Tornado Warning Advice For Businesses

This is excellent advice for employers. If you have on-site daycare, I recommend diapers for the shelter area. 

However, there are four missing items:
  • A way to instantly notify employees. 
  • Don't have employees monitoring radar or making sheltering decisions. 
  • Have a commercial weather company that specializes in extreme weather warnings. 
  • Make sure you can still speak to customers from the shelter area.
If your business is in the path or possible path of a tornado, you need to instantly notify your employees. Do you have one? Will all of your employees recognize it?

Security guards and risk management professionals play a critical role in modern business. But, they do not have the specialized knowledge and experience to second-guess meteorologists. If you are using National Weather Service warnings, go to shelter if your business is in the polygon, as below.
If you have a small business with minimal shut-down costs, the NWS polygon is a good way to decide to shelter (see example of tornado warning polygons, in red, above). Use StormWarn to get a call if a tornado or wind gusts of 80+ mph are on the way. StormWarn is more specific than a weather radio which can only narrow it down to the county. 

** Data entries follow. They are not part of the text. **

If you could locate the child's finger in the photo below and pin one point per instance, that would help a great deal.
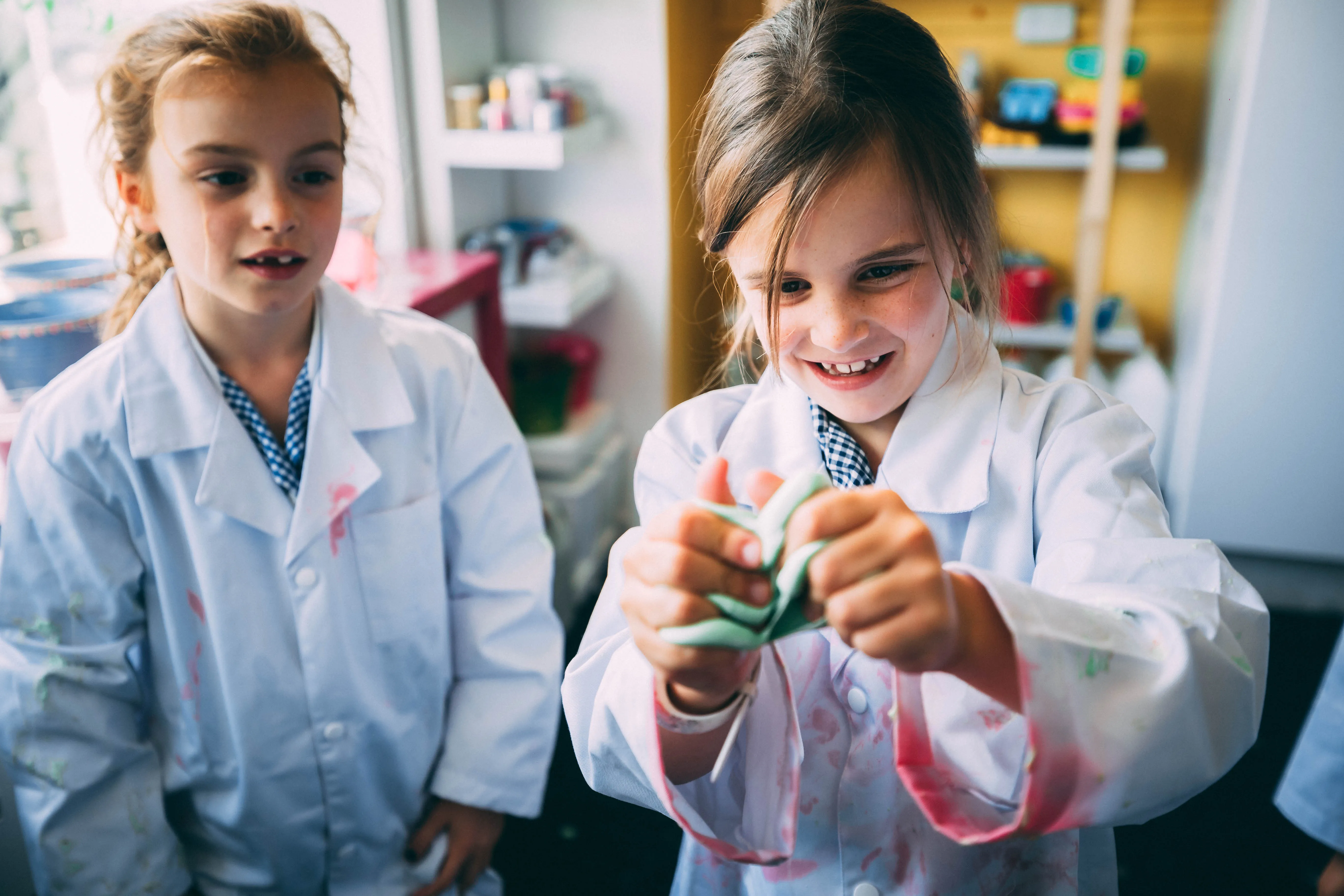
(459, 852)
(709, 532)
(712, 481)
(834, 512)
(670, 563)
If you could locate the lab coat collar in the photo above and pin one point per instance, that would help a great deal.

However, if your business has significant shut-down costs (e.g., a factory) then you need a specialized service such as AccuWeather for Business. In the example above, you would received a call explaining that you are not in AccuWeather's storm warning because the tornado (circle, moving east) poses no threat, thus saving the millions some factories incur during severe weather shutdowns. 

Finally, regardless of your source of storm warnings, you will still need a way to speak to incoming callers during a tornado warning. Make sure you have some way to speak to callers from the storm shelter. 


  1. Retired NWS ForecasterMarch 7, 2024 at 10:18 AM

    Your radar/warning graphic portrays a major problem with NWS tornado warnings. Why is there a tornado warning covering the entire QLCS bow? From a warning and response standpoint, shouldn't that be a small tornado warning embedded within a larger severe thunderstorm warning, to highlight the only threat in this storm for a possible tornado, while the rest of the storm presents only a damaging wind threat? Sadly, I already know why it was done this way. The public and high end users should not have to rely on the private sector to provide an effective tornado warning service, but that is where we have gone.

    1. While I agree with you, be glad an advanced private sector tornado warning (and warnings for other storms) exists. AccuWeather is very good. There are others.